Multi-agents: Context is Everything | Agentic Insights Blog

Introduction

Two concepts have emerged as critical components for enterprise AI applications: Retrieval-Augmented Generation (RAG) and context windows. This post aims to clarify these concepts and explore their significance in multi-agent frameworks and AI development.

Needle in a Haystack - by Vaskin Kissoyan

RAG: Enhancing AI with External Knowledge

Retrieval-Augmented Generation (RAG) has become a cornerstone technology for enterprise AI applications. Here's how it works:

Context Windows: The AI's Short-Term Memory

Context windows represent the AI's short-term memory during the inference phase. They determine how much information the model can actively process at once.

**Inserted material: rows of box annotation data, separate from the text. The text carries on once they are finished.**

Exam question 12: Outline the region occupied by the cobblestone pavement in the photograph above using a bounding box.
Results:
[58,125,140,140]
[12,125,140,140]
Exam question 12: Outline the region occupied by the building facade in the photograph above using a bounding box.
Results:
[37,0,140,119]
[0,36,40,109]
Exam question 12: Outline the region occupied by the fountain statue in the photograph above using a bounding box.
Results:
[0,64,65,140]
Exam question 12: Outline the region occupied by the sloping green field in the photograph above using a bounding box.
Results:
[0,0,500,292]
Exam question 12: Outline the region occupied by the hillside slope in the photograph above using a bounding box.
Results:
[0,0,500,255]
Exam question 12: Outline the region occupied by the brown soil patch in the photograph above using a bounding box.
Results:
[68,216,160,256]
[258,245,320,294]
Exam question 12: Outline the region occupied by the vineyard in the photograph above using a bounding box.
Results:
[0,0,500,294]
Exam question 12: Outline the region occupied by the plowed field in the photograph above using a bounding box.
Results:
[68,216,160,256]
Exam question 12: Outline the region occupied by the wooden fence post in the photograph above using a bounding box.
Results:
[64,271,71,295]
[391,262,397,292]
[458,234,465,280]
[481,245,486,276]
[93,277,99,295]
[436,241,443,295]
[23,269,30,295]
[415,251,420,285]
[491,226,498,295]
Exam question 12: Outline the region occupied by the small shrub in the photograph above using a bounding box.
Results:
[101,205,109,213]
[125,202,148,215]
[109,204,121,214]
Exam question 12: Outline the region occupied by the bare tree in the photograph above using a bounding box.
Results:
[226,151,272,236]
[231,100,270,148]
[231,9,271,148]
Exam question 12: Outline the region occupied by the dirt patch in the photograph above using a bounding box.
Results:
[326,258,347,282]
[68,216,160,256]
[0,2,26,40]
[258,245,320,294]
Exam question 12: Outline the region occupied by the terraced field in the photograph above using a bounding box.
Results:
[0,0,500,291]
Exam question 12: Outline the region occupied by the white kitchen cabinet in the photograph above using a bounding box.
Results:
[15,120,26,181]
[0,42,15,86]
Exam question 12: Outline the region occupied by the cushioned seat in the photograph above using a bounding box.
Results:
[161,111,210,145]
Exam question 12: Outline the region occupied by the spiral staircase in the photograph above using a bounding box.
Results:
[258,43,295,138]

Key points:

Early context windows were small (4-8 KB), limiting complex interactions.

Larger context windows enable more sophisticated applications, including multi-agent frameworks.

The Importance of Context Windows in Multi-Agent Frameworks

Context windows only a year ago were very small 4 KB or 8 KB, and that’s fine for zero-shot Q&A or a short chatbot conversation, but these windows were so short that a few hundred lines of code and some back and forth conversation would spill over the window, and AI models completely forget literally everything that’s not in this window.

In multi-agent frameworks, you want the team to have a context and the conversations between agents are often critical to the improvement of the work-product and state has to be managed within a context window. Some of the frameworks allow conversations be arbitrarily extended by the agents. It begs the questions:

Losing fidelity in memory, I believe breaks the reliability that may be baked into an orchestrated cognitive architecture. The frameworks like AutoGen and CrewAI often leave room for the agents to converse arbitrarily long time. Others like LangGraph all for a more controlled and precise use of context windows currently.

Needle in a Haystack

Early prompt engineering days, it seemed like GPT-4 wouldn’t quite be able to recall everything even if it was in the context window and I knew it had not spilled over yet.

This was before the introduction to the needle in a haystack (NIAH) eval that is now the norm when foundation models are released.

There is great interest in extending context-windows as well as improving the accuracy of recall. A lot of GPT-4o mistakes and issues in adherence, to me, seem to stem from this lack of for lack of a better analogy - photographic memory within the context window.

I’ve tested Anthropic’s Claude (200 KB) and Gemini Pro 1.5 (2MM KB) in this regard, and they definitely can recall and synthesize everything they are given at a rate above 99%. Claude 3.5 Sonnet, the best frontier model as of this writing with 99.7% accuracy, and they planned on having 1MM context windows available for Claude 3, but haven’t released any release timelines.

Additionally to showcase how important it is, Google released their research on near infinite context windows very recently.

In the last Google I/O - google announced that context window management would be something built into their APIs, and after working with prompts that has more than 750 KB tokens, I understand why.

New Claude adds Context Window Management

Anthropic, this week dropped a ‘projects’ abstraction that allows teams to share context windows. Sort of a mix between the context window concept above with Slack channels. Unlike OpenAI’s leading with RAG first, Anthropic is leaning into the power of context windows.

RAG vs. Context Windows: Complementary Technologies

Context can easily be generated from a RAG search, but ultimately, it’s a search that brings in only parts of a document.

In some use cases that is an acceptable strategy to putting in just the right tokens into the context window for inference. However it leaves the impression that the AI was ‘thinking’ about the entire document, which I believe is my pain point with RAG, and why I’m writing this article to disambiguate the two.

Watch the context window space, managing, sharing, saving, and extending contexts will become easier and easier to manage. I can already see this in the new feature from Claude and some of the API calls in the Gemini API that allow you to do such management.

Notes on prompt & agent engineering:

When experimenting with multi-agents, use models that can easily find a needle in a haystack (Anthropic Claude or Google Gemini).

Know what is in the context-window and what is not at any given time when corresponding with the AI.

Understand the pros and cons of each frontier model to be able to use the most intelligence available for a given problem.

Find creative ways of getting as much context per token as possible when putting things in the context window.